そこで一息二息深呼吸をすると、ウソのように息苦しい圧迫感から解放された。
「気分が悪いのかね?」
アキラが振り返ると音もなく芹澤がすぐ背後に立っていた。
「顔色が悪いね…君も今は大事な時期だから無理をしてはいけないよ。他の部屋で
休むかい?塔矢くん」
「いえ…帰ります。失礼しました」
そう言うとアキラは、芹澤の脇をくぐり抜けるようにして奥の和室に戻る。
「進藤、帰ろう」
盤面に向き合っていたヒカルに声を掛けて腕を掴み、引っ張り立たせる。
突然そうされた為にヒカルがバランスを崩して碁盤に手を付き、盤上の石が
周囲に散った。
「何するんだよ!」
ヒカルが怒りを露にして立つまいと抵抗し、そのままアキラと睨み合いになる。
「これ以上ここに居てはいけない。
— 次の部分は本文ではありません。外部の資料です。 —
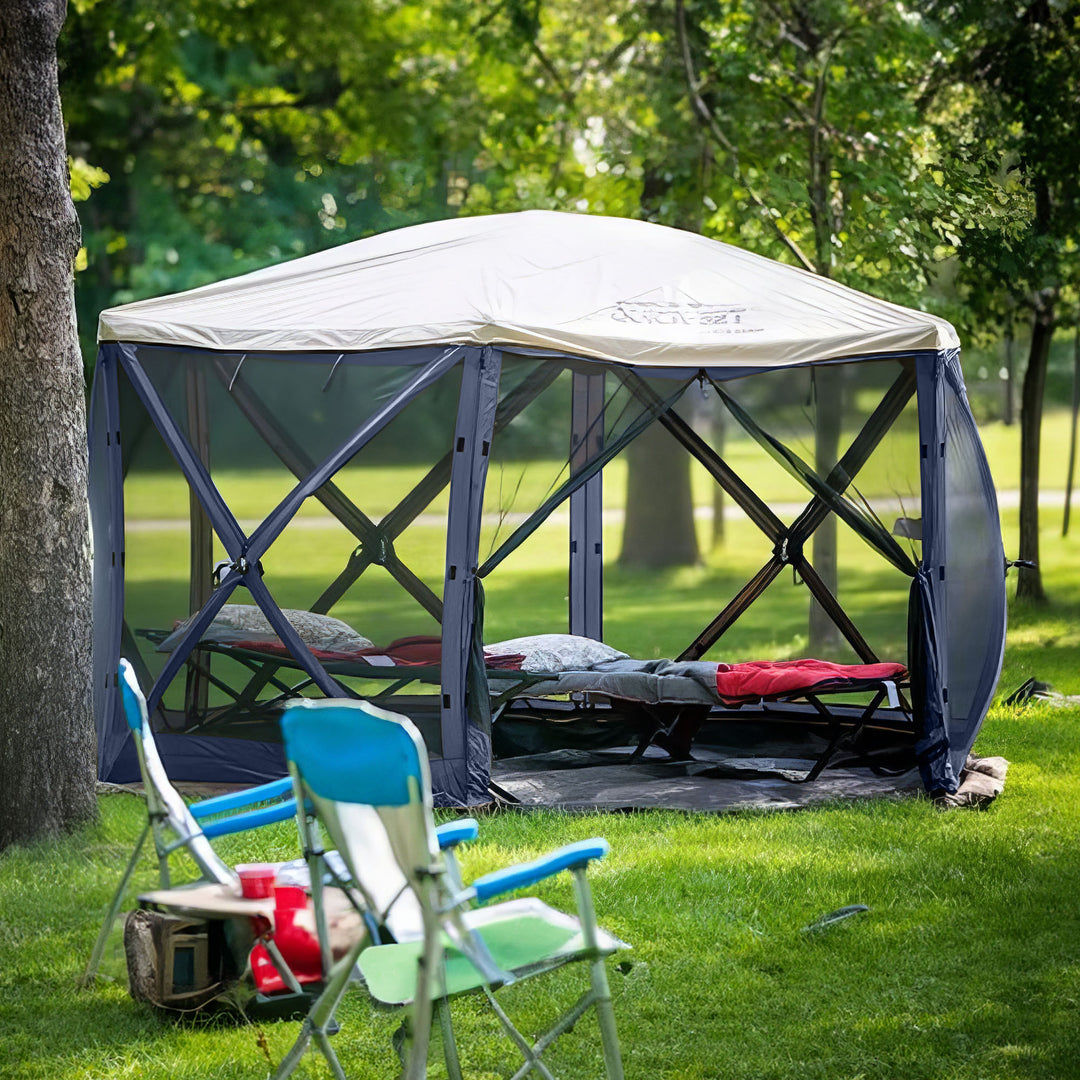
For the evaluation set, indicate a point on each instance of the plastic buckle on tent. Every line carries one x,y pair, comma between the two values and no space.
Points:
224,568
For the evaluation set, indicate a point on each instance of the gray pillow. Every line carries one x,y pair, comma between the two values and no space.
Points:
555,652
245,622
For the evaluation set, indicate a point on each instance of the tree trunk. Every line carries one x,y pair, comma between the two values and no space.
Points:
1029,582
46,732
659,527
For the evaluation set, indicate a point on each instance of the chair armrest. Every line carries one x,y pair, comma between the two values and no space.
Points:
237,800
571,856
250,819
457,832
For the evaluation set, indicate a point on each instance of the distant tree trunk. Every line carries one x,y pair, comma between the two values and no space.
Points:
1029,582
828,395
46,730
659,527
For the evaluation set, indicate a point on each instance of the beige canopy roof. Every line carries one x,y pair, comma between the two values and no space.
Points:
603,287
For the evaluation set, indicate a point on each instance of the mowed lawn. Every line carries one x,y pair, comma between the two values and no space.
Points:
966,966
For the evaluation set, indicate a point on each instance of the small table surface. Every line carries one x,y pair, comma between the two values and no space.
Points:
210,900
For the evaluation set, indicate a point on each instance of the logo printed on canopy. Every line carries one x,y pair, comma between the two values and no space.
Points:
663,308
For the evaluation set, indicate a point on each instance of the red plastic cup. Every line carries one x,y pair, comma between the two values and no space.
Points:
289,896
256,880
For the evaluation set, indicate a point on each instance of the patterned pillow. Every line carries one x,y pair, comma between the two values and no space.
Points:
556,652
237,622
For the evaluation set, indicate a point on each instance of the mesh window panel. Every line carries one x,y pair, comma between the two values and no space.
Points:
974,577
260,426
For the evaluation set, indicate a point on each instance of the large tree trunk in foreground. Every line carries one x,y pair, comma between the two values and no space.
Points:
46,730
1029,582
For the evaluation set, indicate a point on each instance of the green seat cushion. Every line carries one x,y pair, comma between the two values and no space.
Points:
514,943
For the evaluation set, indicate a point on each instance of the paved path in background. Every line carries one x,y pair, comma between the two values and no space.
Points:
1007,500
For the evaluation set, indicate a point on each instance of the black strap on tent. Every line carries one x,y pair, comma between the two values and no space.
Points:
745,498
397,520
611,449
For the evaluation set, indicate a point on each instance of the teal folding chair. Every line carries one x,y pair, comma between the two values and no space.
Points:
364,774
176,826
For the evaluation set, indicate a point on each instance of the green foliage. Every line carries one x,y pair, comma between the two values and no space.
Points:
1010,129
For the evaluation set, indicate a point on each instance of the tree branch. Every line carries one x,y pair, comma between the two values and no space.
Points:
709,122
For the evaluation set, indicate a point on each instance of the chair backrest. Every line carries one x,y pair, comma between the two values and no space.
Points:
162,800
365,772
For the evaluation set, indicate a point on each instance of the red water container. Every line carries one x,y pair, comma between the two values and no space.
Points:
295,936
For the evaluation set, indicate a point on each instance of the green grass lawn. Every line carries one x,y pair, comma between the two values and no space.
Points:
967,966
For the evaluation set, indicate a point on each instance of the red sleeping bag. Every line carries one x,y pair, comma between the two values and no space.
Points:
737,684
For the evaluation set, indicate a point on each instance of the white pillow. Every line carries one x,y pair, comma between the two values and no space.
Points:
556,652
237,621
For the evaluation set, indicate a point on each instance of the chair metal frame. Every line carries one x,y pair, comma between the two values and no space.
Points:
364,773
174,825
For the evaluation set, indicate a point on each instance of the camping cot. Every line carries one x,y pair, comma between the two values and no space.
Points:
428,407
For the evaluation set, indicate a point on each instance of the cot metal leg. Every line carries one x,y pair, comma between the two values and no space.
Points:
95,957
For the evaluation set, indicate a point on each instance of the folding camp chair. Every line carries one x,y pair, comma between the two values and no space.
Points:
364,771
177,826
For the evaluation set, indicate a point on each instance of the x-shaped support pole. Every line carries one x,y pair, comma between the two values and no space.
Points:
245,552
788,541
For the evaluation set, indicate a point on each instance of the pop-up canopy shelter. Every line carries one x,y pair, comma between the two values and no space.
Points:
382,470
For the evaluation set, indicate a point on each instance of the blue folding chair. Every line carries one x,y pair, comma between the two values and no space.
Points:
176,826
364,773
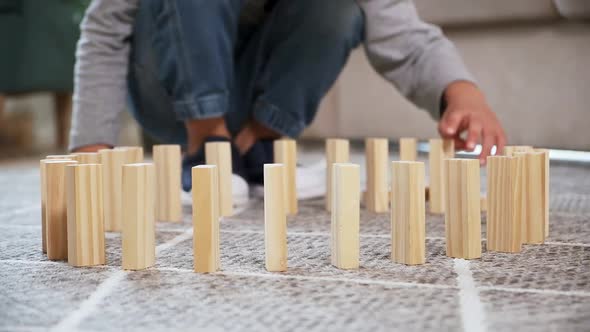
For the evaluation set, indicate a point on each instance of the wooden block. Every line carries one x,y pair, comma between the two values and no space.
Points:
134,153
285,152
86,157
219,154
345,215
168,167
43,205
112,161
408,215
483,203
440,149
377,157
337,151
139,199
86,245
275,218
533,221
55,211
510,150
503,193
545,188
205,218
462,208
408,149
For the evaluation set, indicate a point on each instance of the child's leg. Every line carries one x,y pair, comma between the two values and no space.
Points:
291,62
181,68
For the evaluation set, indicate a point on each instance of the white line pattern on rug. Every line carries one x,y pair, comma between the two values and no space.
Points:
71,321
472,311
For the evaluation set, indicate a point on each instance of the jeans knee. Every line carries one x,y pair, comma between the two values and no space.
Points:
336,21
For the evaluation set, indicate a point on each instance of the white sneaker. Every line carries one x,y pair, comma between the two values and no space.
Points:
240,192
311,182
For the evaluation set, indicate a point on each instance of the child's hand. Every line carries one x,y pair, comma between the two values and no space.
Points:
468,111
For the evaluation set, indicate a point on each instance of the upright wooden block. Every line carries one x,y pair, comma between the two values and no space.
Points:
285,152
462,208
134,153
205,218
86,157
503,195
219,154
345,215
85,214
510,150
43,203
377,156
168,167
533,195
545,186
337,151
408,149
275,218
56,222
408,214
440,149
139,199
112,161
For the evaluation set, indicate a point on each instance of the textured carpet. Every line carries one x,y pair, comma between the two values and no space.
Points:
546,287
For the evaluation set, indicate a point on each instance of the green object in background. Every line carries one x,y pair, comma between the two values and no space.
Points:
38,42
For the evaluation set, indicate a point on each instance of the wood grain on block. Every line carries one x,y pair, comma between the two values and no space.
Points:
43,203
219,154
205,218
168,167
462,208
337,151
345,215
285,152
86,157
533,221
510,150
377,158
408,149
503,195
545,188
275,218
408,215
56,217
134,153
440,149
86,245
112,161
59,156
139,199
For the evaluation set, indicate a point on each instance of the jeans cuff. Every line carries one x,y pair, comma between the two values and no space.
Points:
209,106
278,120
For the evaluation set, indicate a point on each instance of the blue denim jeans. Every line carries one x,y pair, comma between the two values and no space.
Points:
196,59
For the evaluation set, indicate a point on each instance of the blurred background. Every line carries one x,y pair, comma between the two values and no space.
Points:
531,57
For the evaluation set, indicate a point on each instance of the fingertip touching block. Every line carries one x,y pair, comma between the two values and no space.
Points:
462,208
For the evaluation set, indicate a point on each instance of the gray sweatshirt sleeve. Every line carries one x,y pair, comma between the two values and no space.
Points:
415,56
100,73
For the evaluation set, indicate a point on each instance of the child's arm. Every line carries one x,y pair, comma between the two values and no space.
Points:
100,89
427,69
ボクと一緒に来るんだ!」
ヒカルの腕と襟首を掴み、力任せにアキラがヒカルを部屋の外に連れ出そうとした。
畳に落ちた碁石が騒ぎで黒石の碁笥もひっくり返り、更に周囲に飛び散るが、
構っていられなかった。
「おやおや、…塔矢くん、落ち着きたまえ。いったいどうしたって言うんだ?」
芹澤がアキラの肩に手を置こうとした。
「ボクに触るな!」
アキラが突き刺すような視線で芹澤を見据え、一瞬芹澤が顔色を変え息を飲んだ。

(50)
芹澤はアキラに気押され怯むような顔つきになった。
アキラがなおも芹澤を睨み付け、今にも掴み掛かるような勢いで一歩近付いた。
「いい加減にしろよっ!」
ヒカルがアキラから腕を振りほどき、芹澤の方に駆け寄ろうとする。
そのヒカルの身体をアキラが後ろから抱きつき、首に腕を回してヒカルの耳元で
強く繰り返し呼び掛ける。
「目を覚ませ!しっかりしろ進藤!…進藤!」
すると正面から芹澤も焦るようにヒカルに呼び掛け始めた。
「進藤くん…塔矢くんから離れなさい…私のところへ来なさい」
両者の間でヒカルは言葉を失ったように、暫くただ荒く呼吸を繰り返した。
そして急に唸り始めた。
「う…あ…っっ!!」
「進藤?」
「頭が…痛エ…気持ち悪い…、助けて…っ」
ヒカルが苦し気に呻き、アキラは慌てて腕の力を弛めた。
「ごめん、進藤…」
そう声を掛けた次の瞬間、ヒカルがアキラの背後に回り込みガッとアキラの両肩を
羽交い締めにした。
「進藤っ!」
ふと見ると、芹澤がニヤニヤしながら立ってこちらの様子を眺めている。
アキラはごくりと息を飲んだ。
「……進藤…、離してくれ…!」
だがヒカルからの返事はなく、更にギリギリと力を込められる。
「うっ…!」
ヒカルの力の入れ方に容赦がなく、アキラは苦痛に顔を歪めた。